7 januari 2020 - Phnom Penh, Cambodja

We hebben de hoofdstad van Cambodia bereikt. Het voelt voor ons beiden als een soort thuiskomen in een stad. Het is een gekkenhuis met scooters, auto’s, bajaj’s, tuktuk’s, wandelaars, fietsers en wat nog meer. En toch bewegen we ons er opmerkelijk gemakkelijk en comfortabel doorheen. We hebben geen haast en bekijken alles inmiddels met de ogen van ervaren reizigers, althans, wat het verkeer betreft. We nemen voorrang waar nodig en we merken vaak dat de verkeersdeelnemers met ons voorzichtiger zijn dan met het eigen volk. Kan ik me ook wel iets bij voorstellen, want wie wil er nu een ongeluk waar een buitenlander bij betrokken is? Dat is vaak alleen maar narigheid, politie onderzoek, verzekering enz. Nee, daar zitten ze niet op te wachten.

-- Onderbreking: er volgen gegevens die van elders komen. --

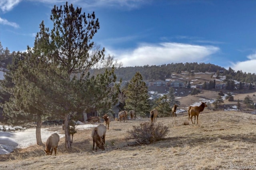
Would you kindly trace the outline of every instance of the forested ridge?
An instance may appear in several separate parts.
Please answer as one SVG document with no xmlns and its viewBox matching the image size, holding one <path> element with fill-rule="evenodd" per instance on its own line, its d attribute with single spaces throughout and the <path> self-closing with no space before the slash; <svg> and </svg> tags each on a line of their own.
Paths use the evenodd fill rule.
<svg viewBox="0 0 256 170">
<path fill-rule="evenodd" d="M 92 69 L 90 72 L 93 74 L 96 70 Z M 219 75 L 226 76 L 226 79 L 247 83 L 256 82 L 255 73 L 246 73 L 242 70 L 236 72 L 230 67 L 226 69 L 213 64 L 204 63 L 172 63 L 160 65 L 121 67 L 116 69 L 115 73 L 118 80 L 122 79 L 124 81 L 129 81 L 137 71 L 141 74 L 143 79 L 148 81 L 164 80 L 170 78 L 172 74 L 187 71 L 188 73 L 216 73 Z"/>
</svg>

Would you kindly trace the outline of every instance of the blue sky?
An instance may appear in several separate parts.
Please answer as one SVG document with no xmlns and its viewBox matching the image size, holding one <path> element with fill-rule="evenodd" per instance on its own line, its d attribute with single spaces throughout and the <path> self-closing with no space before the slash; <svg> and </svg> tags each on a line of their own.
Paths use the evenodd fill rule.
<svg viewBox="0 0 256 170">
<path fill-rule="evenodd" d="M 1 0 L 0 41 L 11 51 L 33 47 L 42 20 L 62 0 Z M 73 0 L 94 11 L 93 41 L 124 67 L 211 63 L 256 73 L 256 0 Z"/>
</svg>

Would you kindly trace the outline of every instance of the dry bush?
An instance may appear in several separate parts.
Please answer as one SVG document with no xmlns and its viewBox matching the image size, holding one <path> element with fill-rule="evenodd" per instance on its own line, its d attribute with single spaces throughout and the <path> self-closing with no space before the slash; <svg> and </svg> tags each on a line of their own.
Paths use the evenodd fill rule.
<svg viewBox="0 0 256 170">
<path fill-rule="evenodd" d="M 184 121 L 183 125 L 189 125 L 189 122 L 187 120 Z"/>
<path fill-rule="evenodd" d="M 128 130 L 126 139 L 133 139 L 140 144 L 148 144 L 162 139 L 169 131 L 168 127 L 162 123 L 142 122 L 139 126 L 132 126 Z"/>
</svg>

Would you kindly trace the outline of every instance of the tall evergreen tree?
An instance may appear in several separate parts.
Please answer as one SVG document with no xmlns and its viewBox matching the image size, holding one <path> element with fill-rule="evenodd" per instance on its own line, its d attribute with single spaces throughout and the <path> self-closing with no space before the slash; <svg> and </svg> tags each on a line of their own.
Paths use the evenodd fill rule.
<svg viewBox="0 0 256 170">
<path fill-rule="evenodd" d="M 241 104 L 240 104 L 240 101 L 239 101 L 239 99 L 237 101 L 237 110 L 238 111 L 241 110 Z"/>
<path fill-rule="evenodd" d="M 125 109 L 134 110 L 137 115 L 143 117 L 149 112 L 148 87 L 139 72 L 137 72 L 131 79 L 126 95 Z"/>
</svg>

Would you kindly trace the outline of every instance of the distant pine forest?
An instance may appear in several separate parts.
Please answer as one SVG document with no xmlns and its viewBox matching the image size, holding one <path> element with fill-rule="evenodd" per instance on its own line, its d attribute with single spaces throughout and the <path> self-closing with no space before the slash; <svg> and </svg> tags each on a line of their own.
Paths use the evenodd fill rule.
<svg viewBox="0 0 256 170">
<path fill-rule="evenodd" d="M 95 70 L 91 70 L 92 72 Z M 256 82 L 255 73 L 246 73 L 242 70 L 235 71 L 230 67 L 228 69 L 211 63 L 196 62 L 172 63 L 160 65 L 145 65 L 121 67 L 115 70 L 117 80 L 129 81 L 137 71 L 139 71 L 145 80 L 165 80 L 171 77 L 172 74 L 187 71 L 190 73 L 215 73 L 217 75 L 225 76 L 226 80 L 236 80 L 239 82 L 254 84 Z"/>
</svg>

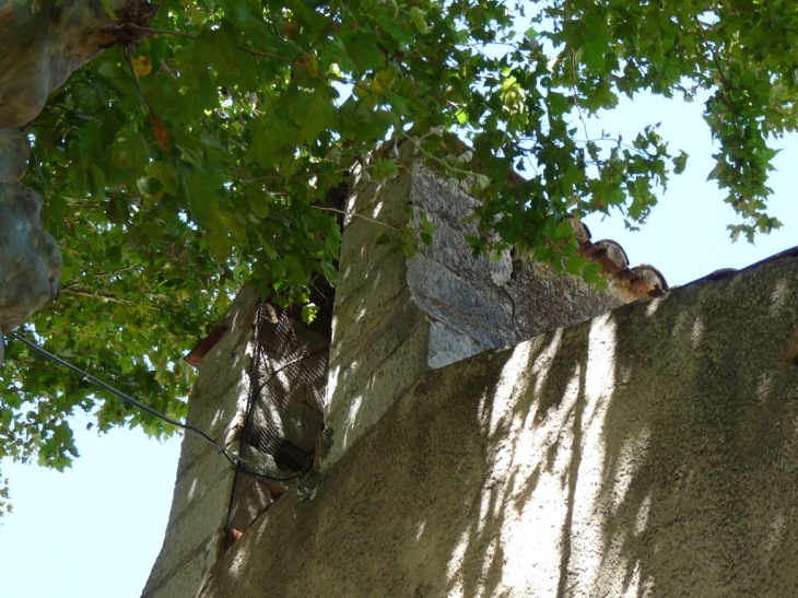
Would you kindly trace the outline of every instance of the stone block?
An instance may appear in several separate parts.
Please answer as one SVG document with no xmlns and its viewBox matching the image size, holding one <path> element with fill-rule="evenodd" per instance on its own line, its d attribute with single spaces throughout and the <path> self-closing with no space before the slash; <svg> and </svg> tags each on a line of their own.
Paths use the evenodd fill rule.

De stad zal er nu ongetwijfeld zoveel anders uitzien dan pak ‘m beet 40 jaar geleden. De zwartste bladzijde uit de geschiedenis van Cambodia wordt dan net omgedraaid. Het is 1979 en het Khmer Rouge regime van Pol Pot is net door de Vietnamezen verdreven. De heftige waarheid wat er in de 4 voorafgaande jaren is gebeurd dringt nog niet goed tot de wereld door. Dat kan ook moeilijk anders, want de cijfers zijn zo ongelooflijk dat het tijd nodig heeft om te bezinken. In de ruim 4 jaar dat Pol Pot aan de macht is geweest in dit mooie land, hebben hij en zijn kornuiten kans gezien om bijna 2 miljoen Cambodianen om het leven te brengen. Op een totale bevolking van bijna 8 miljoen is dat dus ruim een kwart! Wanneer je dat tot je door laat dringen, een kwart van de bevolking omgekomen door honger, ellende en marteling! Van de bijna 2 miljoen inwoners die Phnom Penh telde in 1975 waren er in 1979 nog maar zo’n 15.000 over. De hoofdstad was een ware spookstad geworden.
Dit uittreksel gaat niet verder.